Holger Schmidt and Jörn Redler contrast research streams in corporate brand management (CBM) and an orientation toward general strategy to examine whether CBM research is as diverse as research on general strategy and to identify potentially new research perspectives within CBM. Their analysis suggests that most schools of CBM are built on rational and prescriptive approaches, while political and emergent conceptions are hardly addressed, resulting in mostly homogenous approaches. This is the first paper to apply reasoning and perspectives that have contributed to significant developments in general strategy research to the current situation in CBM research. It introduces a novel way to analyze and discuss developments between and within CBM schools of thought.

Stefan Scheidt, Carsten Gelhard, Juliane Strotzer and Jörg Henseler explore the co-branding of celebrity CEOs and corporate brands, integrating endorsement theory and the concept of meaning transfer at a level of brand attributes. Through two between-subjects experimental studies, they confirm meaning transfer effects at the brand attribute level in both the celebrity-CEO-to-corporate-brand and corporate-brand-to-celebrity-CEO direction.
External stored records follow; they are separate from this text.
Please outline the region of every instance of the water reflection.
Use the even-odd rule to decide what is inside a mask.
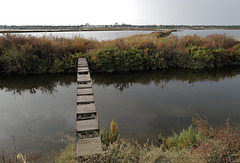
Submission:
[[[0,77],[0,150],[35,149],[41,159],[63,147],[58,132],[74,136],[76,75]],[[34,139],[34,143],[33,143]],[[45,162],[45,161],[43,161]]]
[[[92,74],[92,78],[95,85],[103,87],[113,85],[115,89],[122,92],[134,84],[154,84],[164,89],[170,81],[188,82],[189,84],[202,81],[217,82],[226,78],[233,78],[239,74],[240,68],[225,67],[211,70],[166,69],[135,73],[97,73]]]
[[[186,128],[196,113],[223,125],[240,123],[240,69],[179,69],[93,74],[100,126],[118,122],[121,137],[140,143]]]
[[[100,127],[114,119],[122,138],[140,143],[191,124],[195,113],[214,124],[240,123],[240,68],[168,69],[92,74]],[[58,149],[57,132],[74,136],[76,75],[0,77],[0,147]],[[31,130],[31,132],[30,132]],[[32,132],[33,131],[33,132]]]
[[[24,93],[53,94],[57,86],[67,87],[76,81],[75,75],[11,75],[0,76],[0,89],[12,94],[22,95]]]

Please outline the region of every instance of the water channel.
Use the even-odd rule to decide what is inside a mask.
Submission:
[[[104,32],[92,37],[101,41],[139,34],[107,32],[104,37]],[[232,32],[240,36],[239,30],[225,30]],[[184,33],[195,34],[175,34]],[[144,143],[159,133],[168,136],[191,125],[196,113],[213,125],[224,125],[228,117],[240,124],[240,68],[97,73],[92,79],[100,127],[114,119],[121,138]],[[13,138],[17,152],[34,149],[46,156],[63,148],[61,132],[75,134],[76,88],[76,74],[0,76],[0,149],[14,151]]]
[[[140,143],[191,125],[196,113],[213,125],[240,124],[240,69],[92,74],[100,127],[114,119],[121,138]],[[17,151],[63,147],[59,133],[74,136],[76,75],[0,78],[0,144]],[[33,139],[34,138],[34,142]]]

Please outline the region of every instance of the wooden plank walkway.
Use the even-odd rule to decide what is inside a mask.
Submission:
[[[89,155],[89,153],[100,153],[102,152],[101,138],[86,138],[79,139],[76,145],[76,153],[81,153],[81,155]]]
[[[92,88],[77,89],[77,95],[93,95]]]
[[[85,58],[78,59],[76,158],[102,153],[92,80]]]

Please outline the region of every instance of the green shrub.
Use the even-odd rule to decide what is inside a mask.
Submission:
[[[187,130],[183,129],[179,134],[173,132],[173,135],[168,138],[164,138],[160,134],[158,141],[167,149],[185,149],[196,146],[198,138],[200,138],[199,133],[189,126]]]
[[[113,144],[114,142],[116,142],[118,138],[119,129],[118,125],[116,124],[116,122],[114,122],[114,120],[112,120],[111,122],[109,131],[106,127],[101,129],[101,140],[106,147],[108,147],[109,144]]]

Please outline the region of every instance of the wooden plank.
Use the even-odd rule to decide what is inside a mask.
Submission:
[[[87,60],[78,60],[78,64],[87,64]]]
[[[78,60],[78,62],[87,62],[87,60],[86,59]]]
[[[86,67],[78,67],[78,70],[89,70],[89,68],[86,66]]]
[[[88,67],[82,67],[82,68],[79,67],[79,68],[78,68],[78,73],[79,73],[79,72],[89,72],[89,69],[88,69]]]
[[[91,81],[90,74],[81,74],[81,75],[78,74],[77,81],[79,81],[79,82]]]
[[[87,61],[86,58],[78,58],[78,61]]]
[[[79,139],[76,143],[76,156],[85,156],[102,153],[101,138]]]
[[[90,78],[90,74],[81,74],[81,75],[78,75],[78,79],[81,79],[81,78]]]
[[[78,67],[87,67],[88,64],[87,63],[78,63]]]
[[[85,66],[85,67],[78,67],[79,70],[81,69],[89,69],[88,66]]]
[[[77,89],[77,95],[93,95],[92,88]]]
[[[77,103],[93,103],[93,95],[77,96]]]
[[[77,78],[77,81],[78,82],[91,82],[92,80],[91,80],[91,78],[90,77],[88,77],[88,78]]]
[[[78,67],[87,67],[88,63],[87,62],[78,62]]]
[[[86,67],[78,67],[78,70],[88,70],[89,68],[88,68],[88,66],[86,66]]]
[[[95,104],[77,105],[77,114],[90,114],[96,112],[97,111]]]
[[[78,63],[87,63],[87,60],[80,60]]]
[[[86,69],[86,70],[78,70],[78,73],[82,73],[82,72],[89,72],[89,70],[88,69]]]
[[[78,63],[85,63],[85,62],[87,62],[86,59],[85,60],[78,60]]]
[[[97,119],[77,121],[77,125],[76,125],[77,132],[93,131],[93,130],[99,130]]]
[[[84,88],[92,88],[92,83],[88,83],[88,84],[78,84],[77,85],[78,89],[84,89]]]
The paper provides managerial guidance for building celebrity CEOs and corporate brands in consideration of meaning transfer effects.
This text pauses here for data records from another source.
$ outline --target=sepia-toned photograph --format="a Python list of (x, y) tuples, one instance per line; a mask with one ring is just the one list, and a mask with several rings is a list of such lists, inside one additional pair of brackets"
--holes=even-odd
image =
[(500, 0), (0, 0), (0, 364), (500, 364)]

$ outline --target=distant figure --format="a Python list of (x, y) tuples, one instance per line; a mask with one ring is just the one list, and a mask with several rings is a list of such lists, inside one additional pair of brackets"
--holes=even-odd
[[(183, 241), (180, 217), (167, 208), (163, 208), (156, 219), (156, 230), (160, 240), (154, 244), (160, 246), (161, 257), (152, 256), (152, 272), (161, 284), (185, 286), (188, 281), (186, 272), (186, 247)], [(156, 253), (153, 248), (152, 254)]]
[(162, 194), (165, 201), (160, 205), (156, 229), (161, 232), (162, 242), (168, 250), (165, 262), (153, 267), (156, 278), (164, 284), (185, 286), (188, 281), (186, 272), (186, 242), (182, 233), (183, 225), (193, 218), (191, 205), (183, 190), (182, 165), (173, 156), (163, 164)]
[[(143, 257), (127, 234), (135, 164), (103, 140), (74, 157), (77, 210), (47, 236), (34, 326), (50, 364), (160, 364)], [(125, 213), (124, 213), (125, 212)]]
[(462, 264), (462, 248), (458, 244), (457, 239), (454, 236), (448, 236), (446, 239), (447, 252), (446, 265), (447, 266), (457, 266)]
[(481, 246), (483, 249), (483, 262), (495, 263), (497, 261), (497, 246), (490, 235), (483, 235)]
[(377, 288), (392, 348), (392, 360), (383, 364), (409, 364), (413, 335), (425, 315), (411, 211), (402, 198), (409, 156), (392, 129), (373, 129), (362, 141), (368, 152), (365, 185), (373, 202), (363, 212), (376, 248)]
Finally, Elif Karaosmanoglu, Didem Isiksal and Nesenur Altinigne test whether extrinsically religious people tolerate corporate brands more than intrinsically religious individuals at different transgression levels (severe and mild) and punish them less than the latter. Through a 2 × 2 experimental design, they find that while the main effect of corporate brand transgression on punishing behavior does not appear in the analysis, religiosity’s main effect on the latter does. Unexpectedly, extrinsically religious consumers punish corporate brand transgressors more than their intrinsically religious counterparts regardless of the transgression severity levels.

For this issue, the Journal of Product and Brand Management relied on the help of 24 reviewers based in 11 different countries. They are listed below in alphabetical order:

  • Clinton Amos, Weber State University, USA;

  • Maureen Benson-Rea, University of Auckland, New Zealand;

  • Adam Brasel, Boston College, USA;

  • George Chrysochoidis, University of Kent, UK;

  • Catherine Da Silveira, Universdade Nova de Lisboa, Portugal;

  • Roy Donald, Middle Tennessee State University, USA;

  • Elena Fernández Blanco, Universidad Pontificia de Salamanca, Spain;

  • Nicholas Ind, Oslo School of Management, Norway;

  • Flora Kokkinaki, Athens University of Economics and Business, Greece;

  • Adam Mills, Loyola University New Orleans, USA;

  • Michela Mingione, University of Rome Tor Vergata, Italy;

  • Andreas Munzel, Toulouse School of Management, France;

  • Muralidharan Muralidharan, Southern Methodist University, USA;

  • Fon Sim Ong, University of Nottingham-Malaysia Campus, Malaysia;

  • Luca Petruzzellis, University of Bari Aldo Moro, Italy;

  • Simona Romani, University of Modena and Reggio Emilia, Italy;

  • Sara Rosenberg, Stockholm School of Economics, Sweden;

  • Herb Rotfeld, Auburn University, USA;

  • Carla Ruiz, University of Valencia, Spain;

  • Haytham Siala, Roehampton University, UK;

  • Ioannis Thanos, Lancaster University, UK;

  • Uchila Umesh, Washington State University, USA;

  • Mats Urde, Lund University, Sweden; and

  • Anna Zarkada, Athens University of Economics and Business, Greece.

We would like to thank all these reviewers for helping the Journal to improve the quality of its content by providing their time and expertise.

We hope that you find reading this issue intellectually stimulating and enjoyable.